この事故は、チェジュ航空のボーイング737-800型機「機体記号:HL8088」が、務安国際空港への着陸に失敗、滑走路外壁に激突したもの。搭乗していた乗客乗員181名のうち、179人が死亡、客室乗務員2人が負傷。死亡者の身元については、全員判明しているとのことです。
事故調査については、12月30日より韓国の航空・鉄道事故調査委員会および米運輸安全委員会(NTSB)、連邦航空局(FAA)、ボーイング、エンジン製造会社のGEを加えた合同調査団が実施中。事故機に搭載されていたコックピットボイスレコーダー(CVR)については、すでにデータの抽出が完了したとのこと。フライトデータレコーダー(FDR)については、2025年1月6日にアメリカに移送されており、今後内容の分析が行われます。
事故機が着陸時に衝突したのは、滑走路端に設置されている誘導指示装置である「ローカライザー」の土台部分のコンクリートの構造物でした。このような構造物は他空港にも見られるもので、国土交通部は「法令遵守の有無を問わず、安全性をより考慮する方向で速やかに改善する」としています。また、国際民間航空機関(ICAO)の規定が膨大であり、空港施設関連の法令が複雑になっていることにも触れ、現在の法令と制度を点検し、不足している部分は改善していくとも述べています。
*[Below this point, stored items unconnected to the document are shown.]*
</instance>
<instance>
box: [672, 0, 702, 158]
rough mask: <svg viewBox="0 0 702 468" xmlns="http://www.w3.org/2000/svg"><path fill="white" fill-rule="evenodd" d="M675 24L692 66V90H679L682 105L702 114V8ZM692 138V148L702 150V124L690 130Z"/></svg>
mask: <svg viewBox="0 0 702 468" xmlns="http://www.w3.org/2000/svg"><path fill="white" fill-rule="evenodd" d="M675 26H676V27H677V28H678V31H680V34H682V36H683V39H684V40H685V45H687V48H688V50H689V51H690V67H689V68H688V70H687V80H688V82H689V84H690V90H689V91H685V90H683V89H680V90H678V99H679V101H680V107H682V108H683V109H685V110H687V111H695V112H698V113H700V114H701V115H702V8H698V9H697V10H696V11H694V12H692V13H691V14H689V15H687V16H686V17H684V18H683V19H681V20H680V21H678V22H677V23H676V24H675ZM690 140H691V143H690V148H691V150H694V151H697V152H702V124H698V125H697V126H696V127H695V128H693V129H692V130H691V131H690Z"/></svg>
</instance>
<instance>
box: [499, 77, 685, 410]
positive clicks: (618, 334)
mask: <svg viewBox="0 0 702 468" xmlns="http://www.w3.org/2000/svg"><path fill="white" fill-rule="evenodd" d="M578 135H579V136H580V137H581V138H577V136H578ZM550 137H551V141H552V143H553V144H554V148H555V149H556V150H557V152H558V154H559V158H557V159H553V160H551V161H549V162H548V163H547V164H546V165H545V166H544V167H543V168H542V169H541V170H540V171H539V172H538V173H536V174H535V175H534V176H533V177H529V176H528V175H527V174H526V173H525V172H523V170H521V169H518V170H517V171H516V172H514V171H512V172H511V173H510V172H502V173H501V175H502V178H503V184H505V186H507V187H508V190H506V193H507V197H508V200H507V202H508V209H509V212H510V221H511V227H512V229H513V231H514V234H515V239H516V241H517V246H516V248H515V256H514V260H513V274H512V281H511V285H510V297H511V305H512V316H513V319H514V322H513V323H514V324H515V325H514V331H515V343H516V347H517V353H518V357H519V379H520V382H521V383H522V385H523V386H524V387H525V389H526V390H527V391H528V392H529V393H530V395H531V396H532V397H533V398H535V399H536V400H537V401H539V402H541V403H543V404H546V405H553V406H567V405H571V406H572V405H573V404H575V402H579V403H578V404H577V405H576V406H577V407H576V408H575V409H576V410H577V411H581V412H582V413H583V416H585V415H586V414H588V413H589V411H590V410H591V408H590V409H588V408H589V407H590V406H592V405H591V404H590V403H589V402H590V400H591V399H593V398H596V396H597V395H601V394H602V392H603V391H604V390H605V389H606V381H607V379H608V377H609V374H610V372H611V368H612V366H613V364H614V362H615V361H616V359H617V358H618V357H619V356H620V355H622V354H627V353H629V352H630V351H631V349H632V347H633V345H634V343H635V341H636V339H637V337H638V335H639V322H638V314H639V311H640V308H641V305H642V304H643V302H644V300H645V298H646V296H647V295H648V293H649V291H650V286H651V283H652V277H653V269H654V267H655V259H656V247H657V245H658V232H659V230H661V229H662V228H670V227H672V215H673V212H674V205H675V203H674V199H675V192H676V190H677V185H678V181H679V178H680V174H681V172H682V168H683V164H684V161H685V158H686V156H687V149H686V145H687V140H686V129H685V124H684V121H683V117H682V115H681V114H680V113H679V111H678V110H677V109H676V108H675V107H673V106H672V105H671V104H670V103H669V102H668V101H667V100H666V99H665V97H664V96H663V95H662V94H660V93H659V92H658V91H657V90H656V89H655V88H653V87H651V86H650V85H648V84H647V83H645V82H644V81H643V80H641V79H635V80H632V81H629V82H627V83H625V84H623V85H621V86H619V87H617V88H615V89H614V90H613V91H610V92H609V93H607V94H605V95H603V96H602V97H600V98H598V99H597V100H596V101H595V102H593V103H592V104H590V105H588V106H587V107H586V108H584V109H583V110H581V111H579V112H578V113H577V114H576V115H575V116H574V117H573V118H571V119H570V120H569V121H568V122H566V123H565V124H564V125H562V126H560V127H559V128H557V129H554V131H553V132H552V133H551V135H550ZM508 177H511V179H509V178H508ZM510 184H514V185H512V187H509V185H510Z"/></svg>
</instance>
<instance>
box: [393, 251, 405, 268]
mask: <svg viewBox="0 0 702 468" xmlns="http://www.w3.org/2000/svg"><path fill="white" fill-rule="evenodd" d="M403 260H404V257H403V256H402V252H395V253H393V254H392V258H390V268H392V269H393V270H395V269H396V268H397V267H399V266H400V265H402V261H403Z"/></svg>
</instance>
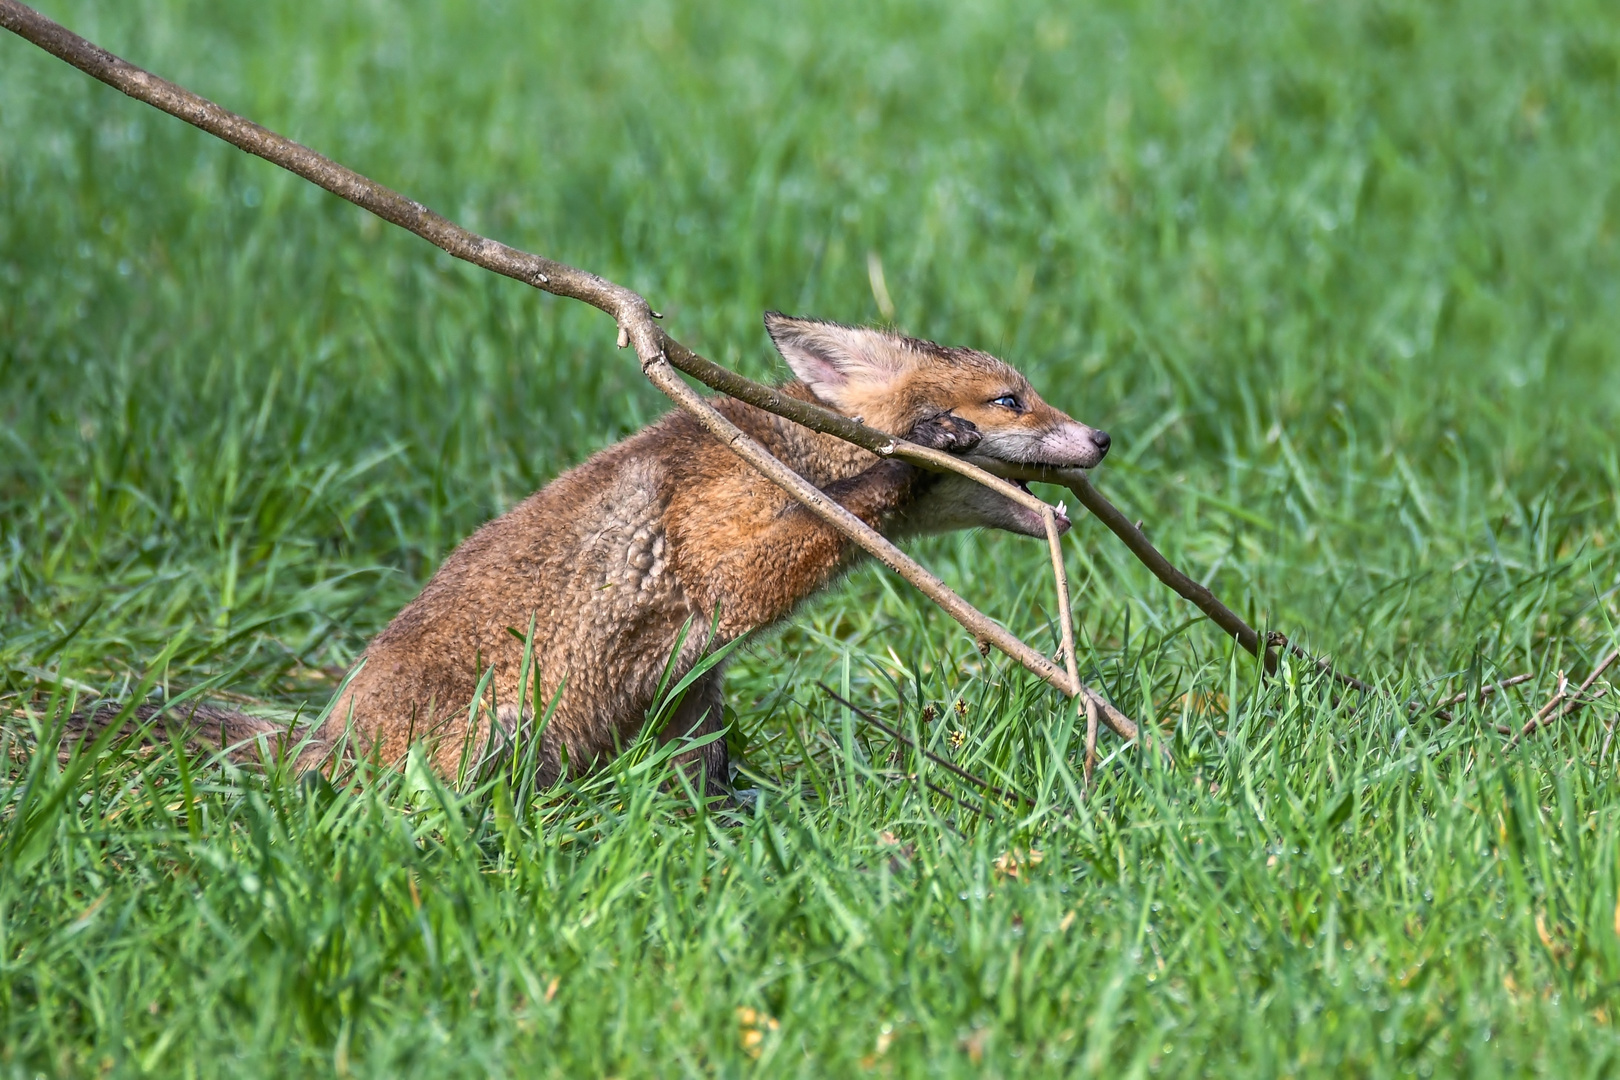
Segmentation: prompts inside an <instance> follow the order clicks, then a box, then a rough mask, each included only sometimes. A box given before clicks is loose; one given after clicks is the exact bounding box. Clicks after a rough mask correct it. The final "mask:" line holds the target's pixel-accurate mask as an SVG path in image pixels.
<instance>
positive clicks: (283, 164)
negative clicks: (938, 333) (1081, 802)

また、事故機と同型機を運航している韓国の各航空会社においても、1月10日まで特別点検を実施しているほか、韓国国内の13空港における安全点検を行なっているとのことです。なお、務安国際空港の滑走路については、事故調査の進行状況を考慮し、1月14日(火)まで閉鎖。このため、ジンエアーの成田・関西〜務安線定期便は欠航しているほか、チェジュ航空が運航予定だった長崎へのチャーター便も、全便の運休が決定しています。